Editorial: Opoku v Tintas: Court of Appeal on Period of Hire - Aidan Ellis, Temple Garden Chambers
22/07/13. Challenging the period of hire in a credit hire case has always been a difficult issue for Insurers. In many credit hire cases it is the period of hire more than the daily rate that Insurers instinctively want to challenge, whether because the repairs take far longer than the estimate or because a long period of hire means that the charges become disproportionate to the pre-accident value of the vehicle. But the Court of Appeal decision in Clark v Ardington  QB 36 has always presented a major obstacle, requiring in accordance with Mattocks v Mann (1973) RTR 13 the Defendant to prove that there was “some conduct on [the Claimant’s] part or on the part of someone for whom she is in law responsible, or indeed of a third party, which can truly be said to be an independent cause of loss of use of her car”. The difficulty in proving the existence of an independent cause of loss of use of the damaged vehicle means that the instinctive challenge to the period of hire is often lost.
In Opoku v Tintas (July 2013), however, the Court of Appeal delivered what is likely to be a significant decision relating to the period of hire in a credit hire case. A transcript of this ex tempore judgment is awaited, but from the information available it appears that this was a case where the Claimant, who was found to be impecunious, continued hiring a replacement vehicle for approximately two years rather than paying for repairs in the sum of £3,400. The Court of Appeal upheld the trial judge’s finding that there came a point, identified as after the Defendant had inspected the vehicle, when it was unreasonable for the Claimant not to effect repairs.

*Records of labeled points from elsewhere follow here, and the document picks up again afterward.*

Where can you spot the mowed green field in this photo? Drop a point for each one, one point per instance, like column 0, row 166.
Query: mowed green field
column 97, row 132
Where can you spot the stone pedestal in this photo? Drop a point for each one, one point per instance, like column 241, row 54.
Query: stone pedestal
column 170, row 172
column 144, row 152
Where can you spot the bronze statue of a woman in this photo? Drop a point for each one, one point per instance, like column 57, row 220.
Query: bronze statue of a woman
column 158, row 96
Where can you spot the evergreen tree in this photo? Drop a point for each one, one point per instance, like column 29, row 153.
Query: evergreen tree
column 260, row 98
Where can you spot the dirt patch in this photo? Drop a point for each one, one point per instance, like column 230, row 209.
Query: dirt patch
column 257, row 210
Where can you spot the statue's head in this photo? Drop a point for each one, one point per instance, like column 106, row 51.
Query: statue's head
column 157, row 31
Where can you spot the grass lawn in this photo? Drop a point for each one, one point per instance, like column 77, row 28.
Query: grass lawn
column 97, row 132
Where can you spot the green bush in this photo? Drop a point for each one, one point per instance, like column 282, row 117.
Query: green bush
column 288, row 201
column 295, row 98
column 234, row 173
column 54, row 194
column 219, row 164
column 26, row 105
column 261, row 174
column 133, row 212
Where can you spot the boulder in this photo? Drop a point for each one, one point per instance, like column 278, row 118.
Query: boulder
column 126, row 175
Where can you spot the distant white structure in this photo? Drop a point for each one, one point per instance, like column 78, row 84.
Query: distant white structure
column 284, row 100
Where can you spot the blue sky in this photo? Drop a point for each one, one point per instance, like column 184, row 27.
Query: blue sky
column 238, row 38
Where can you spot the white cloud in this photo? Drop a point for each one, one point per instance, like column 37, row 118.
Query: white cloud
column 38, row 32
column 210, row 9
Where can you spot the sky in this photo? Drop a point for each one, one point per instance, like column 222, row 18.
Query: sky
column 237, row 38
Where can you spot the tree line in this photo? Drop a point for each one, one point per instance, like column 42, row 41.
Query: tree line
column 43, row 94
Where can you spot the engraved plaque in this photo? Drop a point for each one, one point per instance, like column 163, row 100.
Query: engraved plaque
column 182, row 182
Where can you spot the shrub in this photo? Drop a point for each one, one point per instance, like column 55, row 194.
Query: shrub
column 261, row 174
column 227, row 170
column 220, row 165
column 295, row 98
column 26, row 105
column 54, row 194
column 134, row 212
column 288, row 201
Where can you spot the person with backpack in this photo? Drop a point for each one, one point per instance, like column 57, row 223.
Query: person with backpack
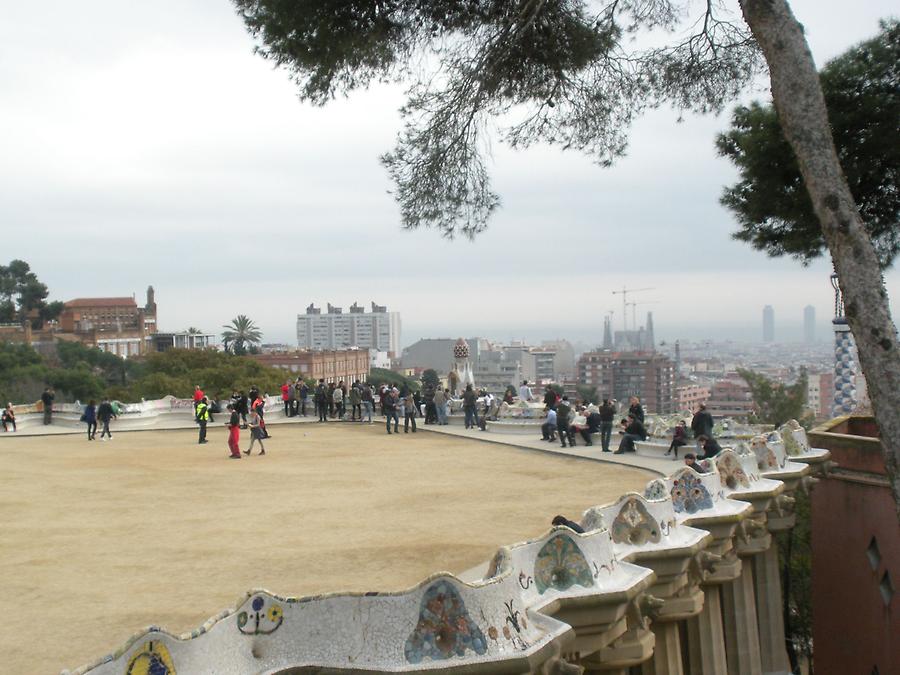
column 234, row 432
column 389, row 409
column 203, row 418
column 607, row 413
column 410, row 412
column 470, row 407
column 355, row 401
column 90, row 418
column 563, row 413
column 257, row 433
column 105, row 413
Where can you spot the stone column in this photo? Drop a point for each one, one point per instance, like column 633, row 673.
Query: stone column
column 667, row 651
column 845, row 370
column 741, row 629
column 770, row 612
column 706, row 639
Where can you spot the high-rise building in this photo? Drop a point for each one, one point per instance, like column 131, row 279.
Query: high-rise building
column 619, row 375
column 768, row 324
column 378, row 329
column 809, row 324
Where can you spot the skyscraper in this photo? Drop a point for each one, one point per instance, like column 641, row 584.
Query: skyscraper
column 378, row 329
column 768, row 324
column 809, row 324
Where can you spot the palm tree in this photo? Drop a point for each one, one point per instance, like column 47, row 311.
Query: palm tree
column 240, row 333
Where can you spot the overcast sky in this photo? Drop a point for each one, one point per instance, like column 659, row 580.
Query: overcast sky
column 144, row 143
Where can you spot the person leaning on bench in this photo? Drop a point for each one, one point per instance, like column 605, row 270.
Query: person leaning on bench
column 634, row 431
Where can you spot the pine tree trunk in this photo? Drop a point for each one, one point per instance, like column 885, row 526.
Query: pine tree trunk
column 798, row 98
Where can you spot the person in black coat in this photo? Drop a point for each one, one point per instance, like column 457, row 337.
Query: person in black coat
column 636, row 409
column 701, row 425
column 607, row 417
column 593, row 422
column 634, row 431
column 105, row 413
column 711, row 447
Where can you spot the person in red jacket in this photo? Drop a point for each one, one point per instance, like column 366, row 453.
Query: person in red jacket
column 198, row 396
column 286, row 398
column 234, row 433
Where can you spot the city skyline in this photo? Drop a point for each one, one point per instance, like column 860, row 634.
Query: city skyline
column 133, row 141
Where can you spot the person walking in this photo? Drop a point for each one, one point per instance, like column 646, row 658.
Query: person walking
column 356, row 401
column 9, row 417
column 635, row 408
column 202, row 414
column 234, row 433
column 679, row 439
column 368, row 403
column 303, row 395
column 198, row 395
column 701, row 425
column 563, row 412
column 105, row 413
column 286, row 397
column 90, row 418
column 322, row 401
column 525, row 392
column 634, row 431
column 592, row 422
column 470, row 407
column 607, row 416
column 389, row 409
column 256, row 434
column 338, row 397
column 47, row 399
column 440, row 405
column 410, row 410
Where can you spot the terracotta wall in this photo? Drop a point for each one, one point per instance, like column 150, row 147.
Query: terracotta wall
column 856, row 549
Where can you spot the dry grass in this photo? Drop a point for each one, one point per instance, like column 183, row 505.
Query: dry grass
column 102, row 539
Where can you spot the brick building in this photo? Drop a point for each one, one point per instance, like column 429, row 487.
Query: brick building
column 115, row 325
column 689, row 396
column 332, row 366
column 730, row 398
column 619, row 375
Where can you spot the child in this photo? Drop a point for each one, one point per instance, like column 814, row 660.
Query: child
column 256, row 434
column 234, row 432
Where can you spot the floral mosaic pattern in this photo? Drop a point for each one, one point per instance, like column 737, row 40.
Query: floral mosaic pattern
column 445, row 628
column 151, row 659
column 794, row 437
column 634, row 524
column 560, row 564
column 260, row 620
column 765, row 457
column 731, row 473
column 689, row 495
column 656, row 489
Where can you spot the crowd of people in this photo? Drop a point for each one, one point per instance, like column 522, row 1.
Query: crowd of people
column 358, row 402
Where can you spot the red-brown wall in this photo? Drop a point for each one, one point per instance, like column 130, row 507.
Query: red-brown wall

Although fuller analysis will have to wait for the transcript, the case is likely to be significant in relation to long periods of hire. In particular, it is interesting that although the Claimant was found to be impecunious in relation to his ability to pay the hire charges, this did not prevent the Judge from finding that he would have been able to find the money to pay for repairs (at least after some time had passed). The relationship between having the money to pay for hire charges and having the money to pay for repairs is not straightforward, and it is interesting that the Court of Appeal saw no inconsistency in the above finding. The decision may also suggest that the mounting hire charges are a factor that Claimants should take into account in deciding whether to carry on hiring. Defendants are therefore likely to be able to rely on this decision in many similar cases to challenge extended periods of hire, in circumstances where they have not made an interim payment to allow repairs to succeed.